The estimate of birds killed by feral cat is based on the content of the stomach of the cats. It is again a very indirect method, which includes assumptions and may have large inaccuracies.  

I don't mean to criticize by listing these data sources because the fact is that many times this is all we have. We need more and more to be able to use this sort of data and be able to understand assumptions and model the unknowns.That is fine. But I also think it is important that assumptions and caveats are stated. They are in this paper, but when the findings gets translated into the popular language of the news media, they get lost, all the statistical aspect of the findings gets lost. When we say that cats are responsible for 200 millions birds killed in Canada, how precise is this? The usual reader will think it is quite precise, I mean, you will if you just read the CBC article. The paper is pretty simple, so I set out to calculate this precision. It turns out that Figure 2 is all you really need, but I wanted to have some fun, so I decided to replicate it.This is the R code, just using the information in the paper.

nsim = 10000

nPC = rnorm(nsim,8.5,0.25) # Number Pet Cats
pRC = runif(nsim,0.27,0.33) # % Rural Cats
pOd = runif(nsim,0.40,0.70) # % Outdoor Cats
BpU = runif(nsim,0.6,6.70) # Avg Birds by Urban Cats
BpR = runif(nsim,2.8,14) # Avg Birds by Rural Cats
Adjust = runif(nsim,2,5.8) # Adj. for non Returned Birds
nFC = runif(nsim,1.4,4.2) # Number of Feral Cats
KpF = runif(nsim,24,64) # Lill per Feral Cat

BKu = nPC*(1-pRC)*pOd*BpU*Adjust
BKr = nPC*pRC*pOd*BpR*Adjust
BKf = nFC*KpF
TotalBird = BKu + BKr + BKf

library(ggplot)
ggplot(tb, aes(x=TotalBird))+geom_histogram(aes(y=..density..), binwidth = 5,fill = "darkgreen")+ ggtitle("Birds Killed by cats in Canada")+xlab("Number of Birds in Millions")+ylab("Density")

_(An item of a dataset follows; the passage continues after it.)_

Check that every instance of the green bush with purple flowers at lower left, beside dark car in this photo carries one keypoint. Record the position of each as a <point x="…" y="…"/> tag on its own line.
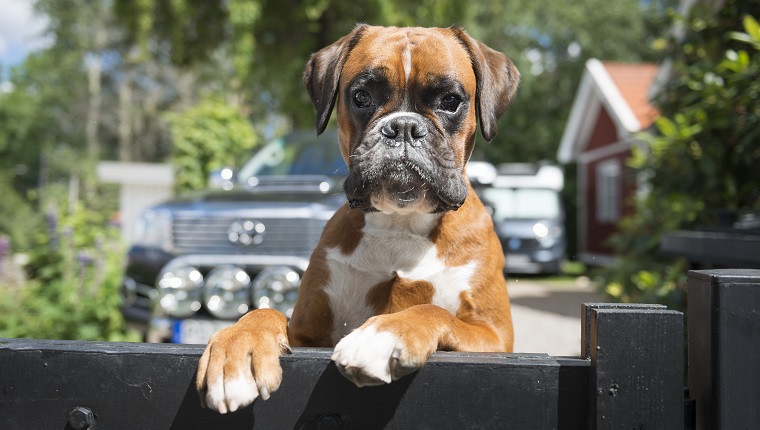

quantile(TotalBird, c(0.025, 0.975))
2.5%     97.5%
107.3296 357.0416


I think despite the difference in the graph formatting, they are very similar. So, we see that the 200 Millions birds killed by cats (domestic + feral) in Canada each year is not precisely 200 MI, a 95% Interval shows it is between  around 100 and 360 million birds. It is a pretty wide interval, but it just reflects the uncertainty in the source data.

Another thing interesting in the paper is that they calculate the relative importance of each term in the equation. I thought about this a little bit, because they use regression but the calculation is not linear as we can see in the equation in the R code above. I ran the regression and got an R2 = 95%, so perhaps with such a high R2 the relative variance given by linear regression is acceptable. I don't know, this seems to be an interesting question.

Then a final point is that as we can see in the code above, the terms used in the calculation are all assumed to be independent. I am not sure how to do it any better, but this independence is also an assumption that should be considered.